Policy support will be critical. A national grant scheme, modeled after the Production Linked Incentive (PLI) approach, should be launched specifically to digitize MSME pharma units. Such a scheme could offer matching grants, tax breaks on AI adoption, subsidized access to predictive software, and government-certified datasets for model training. These interventions would make predictive manufacturing tools affordable and trusted, encouraging wider adoption across the country.

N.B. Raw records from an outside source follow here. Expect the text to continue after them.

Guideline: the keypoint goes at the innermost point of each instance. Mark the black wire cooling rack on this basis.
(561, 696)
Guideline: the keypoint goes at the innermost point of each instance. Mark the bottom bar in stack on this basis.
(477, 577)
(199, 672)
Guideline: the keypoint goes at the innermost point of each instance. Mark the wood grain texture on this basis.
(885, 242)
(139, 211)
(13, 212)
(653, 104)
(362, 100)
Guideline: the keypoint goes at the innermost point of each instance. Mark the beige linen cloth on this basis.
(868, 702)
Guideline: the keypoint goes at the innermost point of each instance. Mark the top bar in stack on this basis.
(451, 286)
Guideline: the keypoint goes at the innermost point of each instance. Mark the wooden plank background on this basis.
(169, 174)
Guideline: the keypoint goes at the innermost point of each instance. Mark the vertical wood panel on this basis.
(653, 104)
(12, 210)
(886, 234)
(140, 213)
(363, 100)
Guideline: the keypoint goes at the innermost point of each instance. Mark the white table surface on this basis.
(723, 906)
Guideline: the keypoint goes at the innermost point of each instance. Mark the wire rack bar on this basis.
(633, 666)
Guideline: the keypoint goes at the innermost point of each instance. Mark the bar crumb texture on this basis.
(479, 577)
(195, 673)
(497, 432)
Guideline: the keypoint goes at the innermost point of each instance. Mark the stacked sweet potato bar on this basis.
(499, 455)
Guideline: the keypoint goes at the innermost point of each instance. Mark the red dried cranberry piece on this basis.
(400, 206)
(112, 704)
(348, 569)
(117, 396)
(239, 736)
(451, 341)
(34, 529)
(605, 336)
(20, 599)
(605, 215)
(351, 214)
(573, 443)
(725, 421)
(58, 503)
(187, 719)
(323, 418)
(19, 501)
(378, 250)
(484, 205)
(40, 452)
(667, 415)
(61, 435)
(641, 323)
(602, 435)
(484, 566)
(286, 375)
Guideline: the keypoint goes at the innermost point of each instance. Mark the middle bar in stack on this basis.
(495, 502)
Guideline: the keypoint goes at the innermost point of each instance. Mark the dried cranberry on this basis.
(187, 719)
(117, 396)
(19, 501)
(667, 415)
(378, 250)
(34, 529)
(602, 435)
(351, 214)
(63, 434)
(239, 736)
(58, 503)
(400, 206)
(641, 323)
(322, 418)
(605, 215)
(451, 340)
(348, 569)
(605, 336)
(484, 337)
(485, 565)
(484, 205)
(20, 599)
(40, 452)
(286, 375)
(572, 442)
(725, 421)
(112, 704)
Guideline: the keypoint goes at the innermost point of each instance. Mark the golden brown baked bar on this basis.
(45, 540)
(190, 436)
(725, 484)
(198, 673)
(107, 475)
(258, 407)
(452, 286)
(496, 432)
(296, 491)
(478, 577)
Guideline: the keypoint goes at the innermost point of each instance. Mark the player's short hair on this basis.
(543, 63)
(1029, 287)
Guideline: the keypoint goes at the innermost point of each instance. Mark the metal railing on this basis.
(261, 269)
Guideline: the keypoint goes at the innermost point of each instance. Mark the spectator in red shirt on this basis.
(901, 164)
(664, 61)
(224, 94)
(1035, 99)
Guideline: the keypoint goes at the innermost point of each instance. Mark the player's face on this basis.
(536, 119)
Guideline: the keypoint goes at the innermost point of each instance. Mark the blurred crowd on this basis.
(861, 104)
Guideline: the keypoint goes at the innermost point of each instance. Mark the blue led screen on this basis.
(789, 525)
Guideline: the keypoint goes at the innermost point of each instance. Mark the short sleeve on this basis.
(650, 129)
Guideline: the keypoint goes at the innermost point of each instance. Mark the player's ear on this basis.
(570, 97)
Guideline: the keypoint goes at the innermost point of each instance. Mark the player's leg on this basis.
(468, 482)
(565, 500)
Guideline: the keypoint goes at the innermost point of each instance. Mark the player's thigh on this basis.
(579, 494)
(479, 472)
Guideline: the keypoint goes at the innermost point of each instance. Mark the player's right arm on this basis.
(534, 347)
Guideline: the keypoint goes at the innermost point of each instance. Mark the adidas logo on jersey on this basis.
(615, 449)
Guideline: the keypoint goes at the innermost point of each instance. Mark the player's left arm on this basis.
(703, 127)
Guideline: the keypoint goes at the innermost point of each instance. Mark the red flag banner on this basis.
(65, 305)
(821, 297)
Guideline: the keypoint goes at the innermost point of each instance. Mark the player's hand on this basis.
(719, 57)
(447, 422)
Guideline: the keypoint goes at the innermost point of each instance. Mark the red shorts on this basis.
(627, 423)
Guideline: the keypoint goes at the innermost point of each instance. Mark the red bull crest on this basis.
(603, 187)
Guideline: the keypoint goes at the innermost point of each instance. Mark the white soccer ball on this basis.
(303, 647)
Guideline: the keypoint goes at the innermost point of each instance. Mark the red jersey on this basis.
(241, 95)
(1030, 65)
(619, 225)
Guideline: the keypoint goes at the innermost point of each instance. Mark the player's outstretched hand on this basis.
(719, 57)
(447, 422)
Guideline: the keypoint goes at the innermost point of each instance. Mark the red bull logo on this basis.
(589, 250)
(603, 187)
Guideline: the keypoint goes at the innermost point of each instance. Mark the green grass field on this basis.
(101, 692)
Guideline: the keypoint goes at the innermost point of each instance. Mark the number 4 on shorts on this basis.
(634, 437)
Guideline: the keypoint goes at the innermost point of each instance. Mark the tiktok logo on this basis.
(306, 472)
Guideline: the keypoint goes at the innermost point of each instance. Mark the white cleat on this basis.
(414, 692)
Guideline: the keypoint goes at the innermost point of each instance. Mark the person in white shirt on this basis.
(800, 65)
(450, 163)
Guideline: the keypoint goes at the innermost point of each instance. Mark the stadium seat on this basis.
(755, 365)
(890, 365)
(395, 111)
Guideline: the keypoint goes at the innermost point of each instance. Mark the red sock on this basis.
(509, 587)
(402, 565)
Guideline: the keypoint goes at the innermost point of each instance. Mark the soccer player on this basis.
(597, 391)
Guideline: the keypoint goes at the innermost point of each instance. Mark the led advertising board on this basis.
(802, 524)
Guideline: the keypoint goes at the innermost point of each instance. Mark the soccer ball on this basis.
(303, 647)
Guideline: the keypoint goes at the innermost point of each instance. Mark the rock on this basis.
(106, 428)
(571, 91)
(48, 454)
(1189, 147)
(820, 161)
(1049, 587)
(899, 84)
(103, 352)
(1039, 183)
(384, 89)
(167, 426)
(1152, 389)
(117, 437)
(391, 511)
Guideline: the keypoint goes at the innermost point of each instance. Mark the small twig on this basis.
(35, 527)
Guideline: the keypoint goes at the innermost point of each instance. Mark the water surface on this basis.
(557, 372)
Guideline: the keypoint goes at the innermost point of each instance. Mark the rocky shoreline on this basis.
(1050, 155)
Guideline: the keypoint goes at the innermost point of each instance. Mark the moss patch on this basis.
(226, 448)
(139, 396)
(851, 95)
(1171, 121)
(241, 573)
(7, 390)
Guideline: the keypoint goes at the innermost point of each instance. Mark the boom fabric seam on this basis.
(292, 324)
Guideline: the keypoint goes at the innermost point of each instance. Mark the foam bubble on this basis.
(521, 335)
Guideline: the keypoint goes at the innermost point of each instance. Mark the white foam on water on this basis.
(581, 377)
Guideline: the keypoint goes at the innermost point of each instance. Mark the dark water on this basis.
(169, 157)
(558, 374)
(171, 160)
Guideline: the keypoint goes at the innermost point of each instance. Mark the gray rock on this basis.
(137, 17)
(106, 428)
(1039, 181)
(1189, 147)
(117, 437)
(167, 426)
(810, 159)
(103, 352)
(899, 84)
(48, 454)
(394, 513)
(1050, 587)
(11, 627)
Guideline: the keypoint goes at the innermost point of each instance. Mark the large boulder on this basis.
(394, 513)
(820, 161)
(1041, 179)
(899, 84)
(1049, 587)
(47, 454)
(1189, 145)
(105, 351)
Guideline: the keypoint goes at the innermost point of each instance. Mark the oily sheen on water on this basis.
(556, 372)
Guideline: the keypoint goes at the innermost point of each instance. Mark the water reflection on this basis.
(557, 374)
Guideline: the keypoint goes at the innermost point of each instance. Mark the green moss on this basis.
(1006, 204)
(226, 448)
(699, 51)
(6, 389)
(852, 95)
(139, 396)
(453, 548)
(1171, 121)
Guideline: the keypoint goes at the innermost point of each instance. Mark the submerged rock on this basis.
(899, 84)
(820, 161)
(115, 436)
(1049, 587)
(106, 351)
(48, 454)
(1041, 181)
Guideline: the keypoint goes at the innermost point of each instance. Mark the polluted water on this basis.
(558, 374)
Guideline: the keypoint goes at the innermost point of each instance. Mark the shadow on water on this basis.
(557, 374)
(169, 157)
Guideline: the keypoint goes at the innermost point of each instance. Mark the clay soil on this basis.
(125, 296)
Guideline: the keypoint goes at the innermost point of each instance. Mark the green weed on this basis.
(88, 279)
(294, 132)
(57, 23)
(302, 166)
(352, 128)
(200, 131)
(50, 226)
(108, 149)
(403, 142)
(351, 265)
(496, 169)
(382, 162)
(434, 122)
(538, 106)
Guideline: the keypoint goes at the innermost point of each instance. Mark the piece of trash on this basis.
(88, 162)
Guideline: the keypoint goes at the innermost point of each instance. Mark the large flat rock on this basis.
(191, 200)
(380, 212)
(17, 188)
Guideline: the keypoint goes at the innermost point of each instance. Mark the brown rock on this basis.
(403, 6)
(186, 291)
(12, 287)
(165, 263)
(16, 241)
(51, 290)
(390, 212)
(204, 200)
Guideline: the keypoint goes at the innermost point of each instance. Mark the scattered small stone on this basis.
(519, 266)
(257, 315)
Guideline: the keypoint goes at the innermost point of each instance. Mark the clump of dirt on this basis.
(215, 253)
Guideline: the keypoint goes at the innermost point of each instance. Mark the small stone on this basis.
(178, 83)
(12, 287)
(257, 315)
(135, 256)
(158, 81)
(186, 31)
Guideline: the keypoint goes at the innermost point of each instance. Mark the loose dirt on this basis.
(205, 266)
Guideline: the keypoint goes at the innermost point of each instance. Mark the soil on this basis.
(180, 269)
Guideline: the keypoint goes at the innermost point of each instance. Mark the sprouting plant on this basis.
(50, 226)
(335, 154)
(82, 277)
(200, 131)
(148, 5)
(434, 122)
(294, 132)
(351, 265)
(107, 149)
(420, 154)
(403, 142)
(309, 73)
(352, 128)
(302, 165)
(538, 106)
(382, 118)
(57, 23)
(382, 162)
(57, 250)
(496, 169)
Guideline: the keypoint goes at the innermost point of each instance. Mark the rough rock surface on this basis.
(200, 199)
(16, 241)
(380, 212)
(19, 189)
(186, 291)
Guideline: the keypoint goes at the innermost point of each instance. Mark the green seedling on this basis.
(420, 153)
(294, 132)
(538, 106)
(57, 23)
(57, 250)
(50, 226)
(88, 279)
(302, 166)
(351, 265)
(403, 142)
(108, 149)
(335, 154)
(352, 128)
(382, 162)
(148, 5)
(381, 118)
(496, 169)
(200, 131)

Talent and the Future of Inclusive Innovation
Even with access to tools and infrastructure, predictive biomanufacturing cannot scale without the right talent. India must develop a new generation of technicians and mid-level professionals who understand both biomanufacturing and the logic of artificial intelligence. This means investing in hybrid skilling programs that merge AI with process engineering, biosciences, and quality control. Vocational institutions like ITIs and polytechnics can lead this movement by updating curricula, offering short-term certifications, and collaborating with pharma firms for hands-on training modules.
Training centres located within bio-clusters can serve a dual purpose of delivering skilling and providing innovation access to real-time tools. MSME employees can be trained not just to operate AI systems, but to interpret insights, make process decisions, and even contribute to improving models with domain-specific knowledge. Over time, this workforce will not only power their own units but may also seed India’s broader bioeconomy with grassroots digital expertise.
New Vision for National Competitiveness
India’s global competitiveness in biomanufacturing will not be determined by how many large corporations embrace Industry 4.0, but by how well its smaller enterprises are equipped to participate in this transformation. If predictive manufacturing becomes a privilege of scale, the sector will remain fragile and uneven. But if the country invests in inclusive infrastructure, affordable services, smart subsidies, and relevant talent, then a new kind of biomanufacturing ecosystem can emerge - one that is distributed, resilient, and future-proof.
By placing MSMEs at the center of this vision, India has the opportunity to lead not just in biotech volume, but in biotech intelligence. The tools exist. The models exist. What remains is a national commitment to ensure that no pharma enterprise, regardless of size is left behind in the AI revolution.